Julius’, Gay-Elder Dive Bar of the Village, Gets Landmarked – Curbed
Stucco and the Sip-In, now an official landmark. Photo: Robert K. Chin/Alamy Stock Photo
To those who know, Julius’ is already a landmark. The city’s oldest continually operating gay bar, with its stucco-petalled exterior and permanent perfume of sizzling burger fat, still fills up every night. Julius’ (with an apostrophe, please) is “the definitive ‘fit in the fabric of the neighborhood’ bar,” this magazine wrote — in 1980. By that point, Julius’ was 50 years (not all of them gay) into its comfortable tenure as agreeably grizzled, here-and-there greasy local. Back then, it was still a place where the doors opened at 8 a.m. for “a few old hags who guzzle their breakfast gin free of charge.” These days, the doors open at four (noon on the weekends) and there are still a few hags but also bopping twinks exploring the city via TikTok among the graying fixtures, many with rent-stabilized apartments — the Village having turned from gay ghetto to bankers’ brunch zone long ago. The whole scene is unusually friendly and low-key.

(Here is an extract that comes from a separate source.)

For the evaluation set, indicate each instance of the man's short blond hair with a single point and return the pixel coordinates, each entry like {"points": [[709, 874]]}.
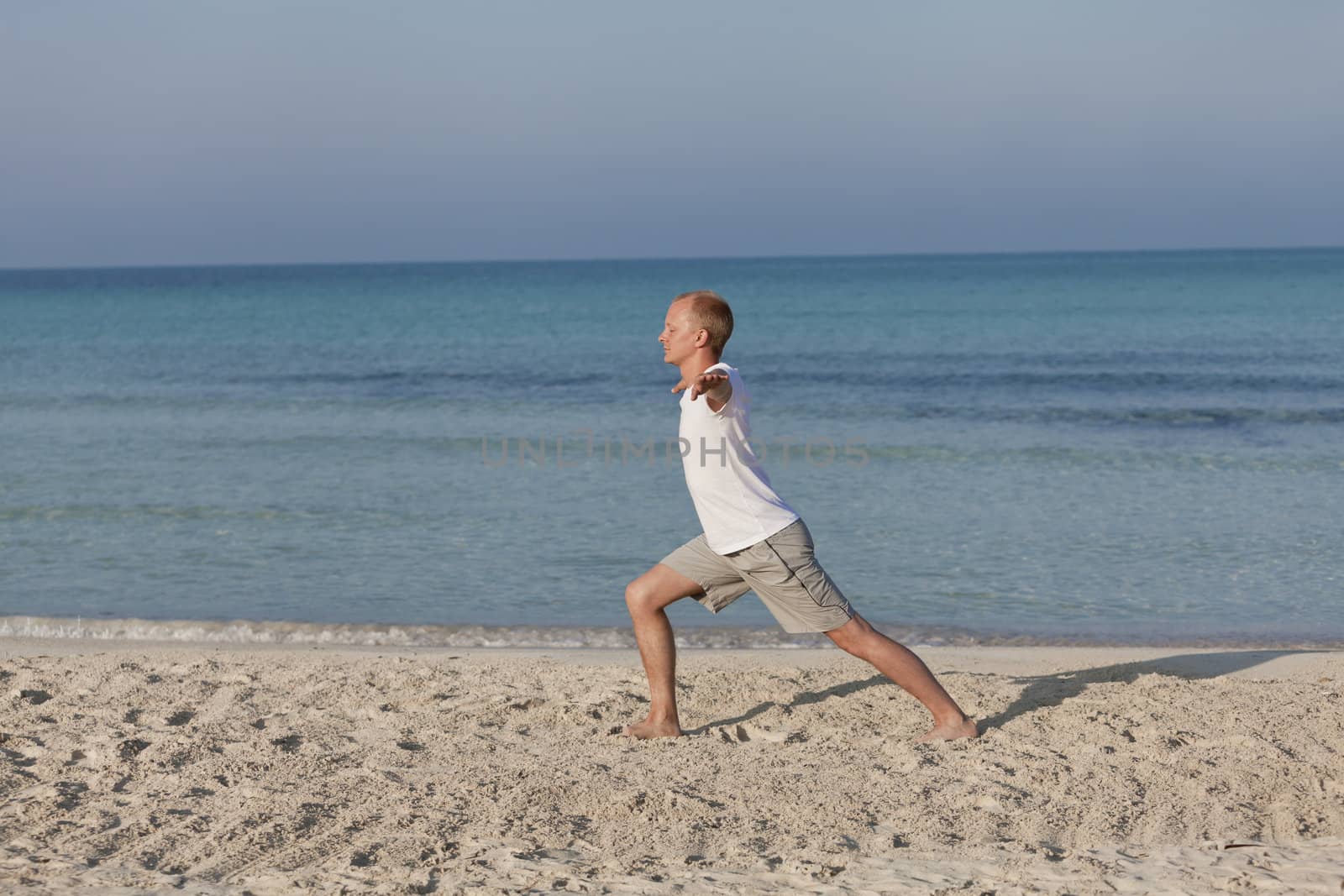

This week, the New York City Landmarks Preservation Commission confirmed what we know, officially designating the bar a New York City landmark following its listing on the National Register of Historic Places in 2016. It joins the nearby Stonewall Inn, which was so honored in 2015. The Commission approved Julius’ not for its burgers or strong well drinks but specifically for its role in advancing LGBTQ+ rights, noting that it was the site, in 1966, of a peaceful protest known as the “Sip-In.” On April 21, three gay men, members of the gay activist organization the Mattachine Society (namesake of the parties run by John Cameron Mitchell), protested State Liquor Authority guidance against serving homosexuals by openly declaring themselves and ordering drinks in front of a journalist and photographer. A Times story the next day was headlined “3 Deviates Invite Exclusion by Bars,” and it noted that the “deviates” actually had to visit a few places before finding one that refused them. The Ukrainian-American Village Restaurant on St. Marks Place, which posted a sign reading “IF YOU ARE GAY, PLEASE GO AWAY,” was unfortunately closed; the manager of the Howard Johnson’s on Sixth Avenue, well-known as a pickup spot, unhesitatingly brought them three bourbons. (“I drink,” he told the reporter, “and who’s to say whether I’m a homosexual or not.”) With this designation, the Sip-In has been officially written into municipal civil-rights history. Technically speaking, the building already sat within the Greenwich Village historic district, which offers it protection from demolition, but that’s been the case since April 1969 — two months before the Stonewall uprising.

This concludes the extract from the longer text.